When asked, Šķēle was rather evasive in regards to his ties to Mythika Invest, which owns a company in Malta with USD 3 million on its account. From what he told the programme, it can be concluded that it is associated with Šķēle trust fund. When asked if the Estonian company represents his interests, Šķēle said: «No, that’s not what I meant! The aforementioned Estonian company had assisted a large western bank in which the governor of my trust fund was a member. This was done to settle controversies that had appeared during the liquidation process. […] I don’t know what you hope to achieve with your questions, but I have already told you more than I should have as a private person.»

When asked directly as to who owns the money arrested in Malta, Šķēle proposed asking the company in question.

LTV also reminds that in 2015 seven people were sentenced to prison. This includes Krongorn and Šķēle’s lawyer Jānis Loze. Six accused persons were applied with a fine, including Šķēle’s spokesperson Jurģis Liepnieks and the author of the digital television project Andrejs Ēķis.

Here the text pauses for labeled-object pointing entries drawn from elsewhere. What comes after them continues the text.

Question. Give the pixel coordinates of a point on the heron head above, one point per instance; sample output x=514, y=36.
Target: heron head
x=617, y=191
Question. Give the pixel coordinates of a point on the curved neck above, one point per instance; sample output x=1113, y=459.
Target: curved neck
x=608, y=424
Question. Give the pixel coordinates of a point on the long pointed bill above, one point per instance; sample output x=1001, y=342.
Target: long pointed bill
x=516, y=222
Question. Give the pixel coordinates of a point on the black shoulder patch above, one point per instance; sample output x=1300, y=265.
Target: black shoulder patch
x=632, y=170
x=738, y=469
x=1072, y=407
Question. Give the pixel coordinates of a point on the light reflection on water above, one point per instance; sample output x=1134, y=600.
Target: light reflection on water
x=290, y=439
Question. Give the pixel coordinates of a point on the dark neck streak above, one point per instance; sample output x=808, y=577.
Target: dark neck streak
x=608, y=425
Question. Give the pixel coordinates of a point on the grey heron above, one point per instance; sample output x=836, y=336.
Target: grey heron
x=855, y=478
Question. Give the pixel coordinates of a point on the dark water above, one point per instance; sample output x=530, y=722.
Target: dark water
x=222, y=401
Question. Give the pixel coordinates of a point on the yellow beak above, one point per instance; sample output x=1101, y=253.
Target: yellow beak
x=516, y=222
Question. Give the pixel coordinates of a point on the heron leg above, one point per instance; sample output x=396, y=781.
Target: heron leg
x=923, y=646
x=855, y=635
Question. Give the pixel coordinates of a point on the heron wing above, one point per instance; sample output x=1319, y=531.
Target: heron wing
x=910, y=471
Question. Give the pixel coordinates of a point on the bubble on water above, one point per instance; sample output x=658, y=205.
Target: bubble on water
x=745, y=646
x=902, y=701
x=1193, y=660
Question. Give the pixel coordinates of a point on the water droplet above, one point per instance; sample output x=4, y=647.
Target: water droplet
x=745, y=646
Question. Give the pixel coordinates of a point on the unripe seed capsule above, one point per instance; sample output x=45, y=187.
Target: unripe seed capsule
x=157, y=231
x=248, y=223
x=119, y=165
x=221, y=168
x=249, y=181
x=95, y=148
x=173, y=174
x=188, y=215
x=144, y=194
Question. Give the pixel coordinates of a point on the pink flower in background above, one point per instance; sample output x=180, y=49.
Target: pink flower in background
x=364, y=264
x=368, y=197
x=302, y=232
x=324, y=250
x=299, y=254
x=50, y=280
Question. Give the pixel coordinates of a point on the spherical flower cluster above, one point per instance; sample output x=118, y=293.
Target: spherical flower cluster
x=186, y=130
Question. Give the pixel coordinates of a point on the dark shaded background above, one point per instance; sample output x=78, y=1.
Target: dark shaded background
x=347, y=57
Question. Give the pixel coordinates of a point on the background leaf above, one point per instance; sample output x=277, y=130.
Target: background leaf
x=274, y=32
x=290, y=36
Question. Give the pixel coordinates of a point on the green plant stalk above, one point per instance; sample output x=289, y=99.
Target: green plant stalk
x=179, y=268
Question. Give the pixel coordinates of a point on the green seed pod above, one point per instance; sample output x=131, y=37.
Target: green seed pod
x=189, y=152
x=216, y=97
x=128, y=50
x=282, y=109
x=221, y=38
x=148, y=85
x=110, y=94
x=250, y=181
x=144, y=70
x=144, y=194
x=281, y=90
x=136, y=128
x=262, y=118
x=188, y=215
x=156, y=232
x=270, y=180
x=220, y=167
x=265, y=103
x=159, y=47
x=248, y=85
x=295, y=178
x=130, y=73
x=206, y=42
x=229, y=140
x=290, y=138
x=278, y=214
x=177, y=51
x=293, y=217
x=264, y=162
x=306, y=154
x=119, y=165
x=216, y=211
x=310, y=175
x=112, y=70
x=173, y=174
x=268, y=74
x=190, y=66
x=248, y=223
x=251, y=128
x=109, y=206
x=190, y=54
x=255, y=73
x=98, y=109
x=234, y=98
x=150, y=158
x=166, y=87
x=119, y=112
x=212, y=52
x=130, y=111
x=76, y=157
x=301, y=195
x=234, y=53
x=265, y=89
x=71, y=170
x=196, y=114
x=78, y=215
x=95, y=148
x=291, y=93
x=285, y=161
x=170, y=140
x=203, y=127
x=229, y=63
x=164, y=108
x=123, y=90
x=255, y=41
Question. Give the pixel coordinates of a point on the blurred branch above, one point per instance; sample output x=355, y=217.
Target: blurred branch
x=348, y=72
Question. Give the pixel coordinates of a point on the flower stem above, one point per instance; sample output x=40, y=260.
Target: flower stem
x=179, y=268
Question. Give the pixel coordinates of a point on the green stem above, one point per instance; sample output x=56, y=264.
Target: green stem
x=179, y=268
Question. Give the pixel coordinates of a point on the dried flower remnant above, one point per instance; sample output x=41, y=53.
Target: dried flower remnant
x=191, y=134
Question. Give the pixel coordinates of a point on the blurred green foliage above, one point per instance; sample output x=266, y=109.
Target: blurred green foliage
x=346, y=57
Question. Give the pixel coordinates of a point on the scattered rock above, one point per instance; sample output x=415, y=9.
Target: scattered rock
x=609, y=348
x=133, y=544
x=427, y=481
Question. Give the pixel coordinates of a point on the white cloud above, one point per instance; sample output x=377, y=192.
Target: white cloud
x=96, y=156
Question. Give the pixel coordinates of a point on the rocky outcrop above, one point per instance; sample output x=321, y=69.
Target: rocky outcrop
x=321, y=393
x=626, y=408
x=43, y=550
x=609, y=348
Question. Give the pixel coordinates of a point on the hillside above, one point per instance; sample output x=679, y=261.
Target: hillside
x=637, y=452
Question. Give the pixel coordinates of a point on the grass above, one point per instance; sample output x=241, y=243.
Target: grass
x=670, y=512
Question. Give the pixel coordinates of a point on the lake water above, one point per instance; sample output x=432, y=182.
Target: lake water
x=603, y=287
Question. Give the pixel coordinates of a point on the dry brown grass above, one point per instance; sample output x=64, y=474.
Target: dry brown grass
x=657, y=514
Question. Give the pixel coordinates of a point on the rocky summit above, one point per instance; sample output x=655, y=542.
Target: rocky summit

The judge responsible to viewing the case also decided to lift the arrest on USD 3.3 million because Ēķis had borrowed money from Šķēle, who was not among the accused, and had paid back losses to the state. Nevertheless, the arrest on the money remains in force because the digital television case is being reviewed again by Riga Regional court. The prosecutor believes the money was acquired illegally and should remain under arrest. «The prosecution believes this money is what is left from illegally acquired USD 6 million. This fully qualifies as illegally acquired funds. […] And it should be confiscated in favour of the state,» said prosecutor Monvīds Zelčs.

The prosecutor is certain that Šķēle took over the project more or less fully after the criminal process was launched. Digital television in Latvia was introduced using the same equipment British Kempmayer had promised to deliver before the prosecutor’s office intervened.

The programme reports that the prosecutor is certain that Šķēle was not some ‘passing pedestrian’ or a ‘visionary’ in the digital television project as Krongorn put it. The prosecutor noticed signs of false testimony from Šķēle. Proof of this leaves no room for doubt that Šķēle was present at the very beginning of the project.

A new development for the case was secured thanks to testimonies from Loze and tax consultant Uldis Kokins. Both remained silent in the first instance court session. Now, however, they claim having worked in Šķēle’s interests. It is, however, more likely that Loze wants to clean his slate, not accuse Šķēle, De Facto reports.

The prosecutor believes that information acquired in court about Šķēle’s involvement has to be investigated. This is why it is proposed to inform law enforcement authorities in debates. It should be noted here that the prosecutor’s office already has one criminal process regarding crimes committed by people from Ratcliff, which is a company associated with Šķēle.

The criminal process separated from the digital television case is handled by prosecutor Modris Adlers. He did not provide an interview, only said that the investigation continues.